Influence of Wall Heat Transfer on Supersonic Micronozzle Performance

摘要

A numerical model to characterize the influence of wall heat transfer on performance of a microelectromechanical systems (MEMS)-based supersonic nozzle is reported. Owing to the large surface-area-to-volume ratio and inherently low Reynolds numbers of a MEMS device, wall phenomena, such as viscous forces and heat transfer, play critical roles in shaping performance characteristics of the micronozzle. Viscous subsonic layers inhibit flow and can grow sufficiently large on the nozzle expander walls, potentially merging to cause the flow to be subsonic at the nozzle exit, and result in reduced efficiency and performance. Heat flux from the flow into the surrounding substrate can mitigate subsonic layer growth and improve overall thrust production. In this study, subsonic layer growth is quantified to characterize the impact on performance of micronozzles with a flowfield that is subject to wall heat transfer. Both two- and three-dimensional (3-D) simulations are performed for varying expander half-angles (15 deg, 30 deg, and 45 deg) and varying throat Reynolds numbers (30-800), whereas the depth of the 3-D nozzle is varied (25-300 μm).
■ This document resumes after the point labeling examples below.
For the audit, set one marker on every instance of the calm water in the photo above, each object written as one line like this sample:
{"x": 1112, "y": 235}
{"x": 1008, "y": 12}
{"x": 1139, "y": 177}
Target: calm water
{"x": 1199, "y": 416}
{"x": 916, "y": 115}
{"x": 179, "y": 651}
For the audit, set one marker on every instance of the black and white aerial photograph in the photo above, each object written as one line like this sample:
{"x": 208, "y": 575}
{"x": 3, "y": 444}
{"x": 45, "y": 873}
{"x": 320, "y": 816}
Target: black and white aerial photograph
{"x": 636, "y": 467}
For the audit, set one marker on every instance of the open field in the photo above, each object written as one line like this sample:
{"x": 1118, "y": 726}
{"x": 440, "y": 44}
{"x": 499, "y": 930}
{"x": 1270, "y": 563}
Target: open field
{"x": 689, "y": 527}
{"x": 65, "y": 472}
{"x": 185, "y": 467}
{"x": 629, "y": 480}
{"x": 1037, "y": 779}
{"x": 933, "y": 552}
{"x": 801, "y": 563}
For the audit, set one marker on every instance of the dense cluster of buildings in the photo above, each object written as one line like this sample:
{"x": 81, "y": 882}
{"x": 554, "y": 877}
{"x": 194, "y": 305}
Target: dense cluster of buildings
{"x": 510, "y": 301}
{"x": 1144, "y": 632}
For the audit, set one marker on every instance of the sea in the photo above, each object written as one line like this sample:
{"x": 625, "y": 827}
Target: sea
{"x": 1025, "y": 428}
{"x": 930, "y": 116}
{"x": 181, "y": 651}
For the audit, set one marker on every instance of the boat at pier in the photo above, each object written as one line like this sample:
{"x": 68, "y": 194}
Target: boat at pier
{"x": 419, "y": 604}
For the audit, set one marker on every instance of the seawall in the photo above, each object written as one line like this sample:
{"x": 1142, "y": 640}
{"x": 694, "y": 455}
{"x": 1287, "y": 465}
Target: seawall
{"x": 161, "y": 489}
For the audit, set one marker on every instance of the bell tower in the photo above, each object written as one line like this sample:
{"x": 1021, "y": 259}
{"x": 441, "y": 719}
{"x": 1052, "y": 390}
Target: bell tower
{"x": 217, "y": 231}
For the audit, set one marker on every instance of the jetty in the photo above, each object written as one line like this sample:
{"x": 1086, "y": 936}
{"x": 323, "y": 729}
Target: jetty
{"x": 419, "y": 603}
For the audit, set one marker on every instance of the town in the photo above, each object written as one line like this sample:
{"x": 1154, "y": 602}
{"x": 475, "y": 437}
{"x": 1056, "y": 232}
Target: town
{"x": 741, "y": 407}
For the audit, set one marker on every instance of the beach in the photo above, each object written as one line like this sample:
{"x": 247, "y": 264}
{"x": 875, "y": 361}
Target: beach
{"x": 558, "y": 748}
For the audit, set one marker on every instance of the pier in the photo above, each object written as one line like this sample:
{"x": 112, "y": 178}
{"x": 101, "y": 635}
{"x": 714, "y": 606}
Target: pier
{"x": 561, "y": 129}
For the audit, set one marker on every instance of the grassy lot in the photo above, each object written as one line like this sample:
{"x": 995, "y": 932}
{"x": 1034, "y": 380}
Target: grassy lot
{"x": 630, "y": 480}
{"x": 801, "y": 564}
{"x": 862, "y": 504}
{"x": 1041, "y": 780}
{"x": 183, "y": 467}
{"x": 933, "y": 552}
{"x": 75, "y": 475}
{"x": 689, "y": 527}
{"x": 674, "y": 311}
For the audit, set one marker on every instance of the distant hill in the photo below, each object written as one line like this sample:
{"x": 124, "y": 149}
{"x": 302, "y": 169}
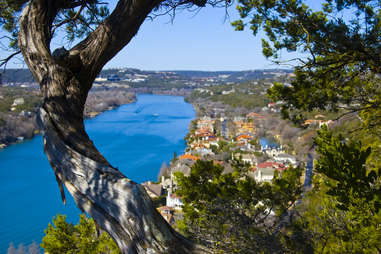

Simulation results and nozzle efficiencies are compared with inviscid theory, previous adiabatic results, and existing numerical and experimental data. It is found that heat loss to the substrate will further accelerate the supersonic core flow via Rayleigh flow theory and can reduce subsonic layer growth. These effects can combine to alter the micronozzle expansion angle, which maximizes thrust production and specific impulse efficiency.